Spot gold jumped 2% to $4,795.99 per ounce, after briefly surging more than 3% to its strongest level since mid-March. U.S. futures followed suit, climbing to $4,824.70. The rally comes as energy markets unwind risk premiums tied to conflict in the Strait of Hormuz—a chokepoint that carries roughly a fifth of global oil supply—after Tehran signaled it would pause disruptions as part of the ceasefire framework announced by Donald Trump.

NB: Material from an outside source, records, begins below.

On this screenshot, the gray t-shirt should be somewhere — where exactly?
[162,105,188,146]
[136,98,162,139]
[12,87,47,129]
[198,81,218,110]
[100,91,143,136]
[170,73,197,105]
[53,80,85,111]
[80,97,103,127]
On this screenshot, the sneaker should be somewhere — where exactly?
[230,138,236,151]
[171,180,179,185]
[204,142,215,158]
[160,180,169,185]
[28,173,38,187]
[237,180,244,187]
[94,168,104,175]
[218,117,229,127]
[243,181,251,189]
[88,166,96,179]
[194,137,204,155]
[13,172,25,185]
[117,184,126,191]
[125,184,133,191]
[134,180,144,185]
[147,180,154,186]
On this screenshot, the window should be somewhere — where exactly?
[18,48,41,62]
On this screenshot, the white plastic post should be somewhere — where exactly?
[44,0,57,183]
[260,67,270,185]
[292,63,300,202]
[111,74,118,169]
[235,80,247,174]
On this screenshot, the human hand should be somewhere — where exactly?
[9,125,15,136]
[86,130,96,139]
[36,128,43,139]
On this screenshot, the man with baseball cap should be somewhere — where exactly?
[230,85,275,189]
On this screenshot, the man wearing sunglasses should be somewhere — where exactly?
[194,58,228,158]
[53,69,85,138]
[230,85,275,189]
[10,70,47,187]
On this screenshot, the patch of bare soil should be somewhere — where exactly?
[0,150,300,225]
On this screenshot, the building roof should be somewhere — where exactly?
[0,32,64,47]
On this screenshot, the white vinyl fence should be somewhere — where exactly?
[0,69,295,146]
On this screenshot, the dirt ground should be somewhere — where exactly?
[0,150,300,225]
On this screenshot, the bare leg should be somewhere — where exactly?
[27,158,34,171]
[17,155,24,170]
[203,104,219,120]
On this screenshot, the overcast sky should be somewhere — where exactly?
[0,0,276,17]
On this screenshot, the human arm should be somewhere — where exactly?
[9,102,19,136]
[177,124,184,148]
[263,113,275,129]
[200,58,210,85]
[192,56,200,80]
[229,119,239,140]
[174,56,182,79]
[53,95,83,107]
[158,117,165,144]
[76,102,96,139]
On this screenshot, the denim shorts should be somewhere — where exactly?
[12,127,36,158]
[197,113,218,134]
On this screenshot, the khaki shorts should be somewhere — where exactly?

The knock-on effects have been swift and global. Oil prices plunged more than 13%, slipping below $100 per barrel, while the U.S. dollar dropped to a one-month low. This combination—lower energy costs and a softer greenback—has created ideal conditions for gold, which tends to thrive when real yields decline and currency strength fades. According to analysts at UBS, the ceasefire has also fueled expectations of looser monetary policy, amplifying demand for non-yielding assets like bullion.
Market pricing now reflects a dramatic shift in sentiment. Investors see a 43% probability of at least one interest rate cut by the Federal Reserve before year-end, up sharply from just 14% a day earlier, based on data from CME Group’s FedWatch tool. Meanwhile, equities and bonds have rallied in tandem, signaling a broader risk-on mood—but one still tethered to fragile diplomatic progress.
Yet beneath the surface, a more structural narrative is unfolding. Gold had already declined nearly 10% since late February amid rising yields and war-driven volatility. Now, with inflation pressures easing and global debt levels climbing, institutional investors are once again turning to gold as a strategic hedge. UBS maintains a bullish outlook, projecting prices could reach $5,900 per ounce by year-end, driven by diversification demand and falling real interest rates.
The bigger question for global markets is whether this ceasefire marks a turning point—or just a pause before the next shock. If diplomacy holds, gold’s rally may extend not on fear, but on a deeper shift toward monetary easing and fiscal fragility. If it doesn’t, the metal’s safe-haven appeal could return with even greater force. Either way, gold is no longer just reacting to crisis—it’s anticipating what comes next.